Deepdene is a suburb of Melbourne, Victoria, Australia, 9 km east from Melbourne's central business district, located within the City of Boroondara local government area. Deepdene recorded a population of 2,101 at the 2021 census.

Formerly a neighbourhood within the suburb of Balwyn, Lachlan Williams, former Councillor for Cotham Ward, took the idea of having Deepdene gazetted as a suburb to the 2004 Boroondara Council Elections. As Councillor he obtained budget approval in 2006 for local consultation on gazetting and boundaries. After a positive community response, Council sought formalisation and the Office of Geographic Names officially gazetted the proposal in the Victoria Government Gazette on 4 December 2008 and recognised Deepdene as a bounded locality in April 2010. A proposal to extend the suburb boundaries east to Balwyn Road and north to Belmore Road was voted down by Boroondara Council in April 2014.

==History==
Deepdene Post Office, on Whitehorse Road, opened on 14 July 1913.

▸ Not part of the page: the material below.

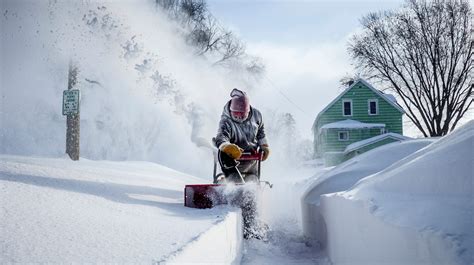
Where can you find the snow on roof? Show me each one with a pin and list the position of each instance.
(351, 124)
(391, 97)
(359, 144)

Deepdene railway station was on the Outer Circle railway line, which opened on 24 March 1891 and closed to the public on 9 October 1927 due to lack of passengers. The train which ran on the line was known by locals as the "Deepdene Dasher". A documentary called Melbourne's Forgotten Railway - The Outer Circle, which details the history of the line, was released in 2014.

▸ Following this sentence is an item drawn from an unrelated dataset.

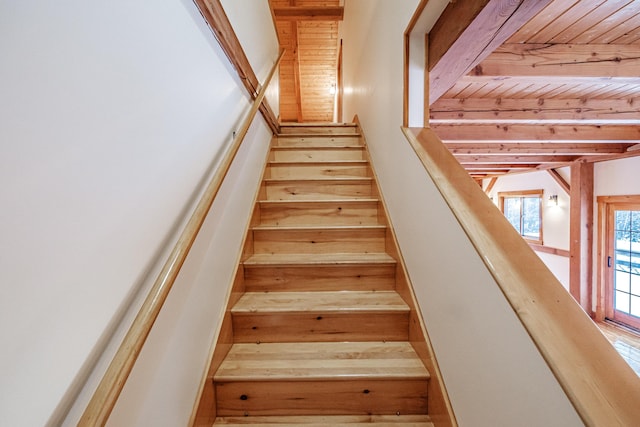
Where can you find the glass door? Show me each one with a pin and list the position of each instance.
(624, 264)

The railway has been converted into the Outer Circle Railway Anniversary Trail, a walking and cycling path, which includes informative signs detailing the history of the line.

Shops in the period 1959 to 1966 included Mrs Gebbie's haberdashery, Lanyon's grocery store (Lanyon obtained a liquor licence in this historically dry area), a Kevin Dennis car yard, a classic corner milk bar, a hardware store, a garden landscaping supply business, and a commercial bakery.

==Education==
- Our Lady of Good Counsel
- Deepdene Primary School
- Bambini Early Learning Centre

==Sport==
Deepdene Uniting Cricket Club (known as the "Deeners") and Deepdene Bears Cricket Club are both based in Deepdene. The suburb is also home to the Deepdene Tennis Club.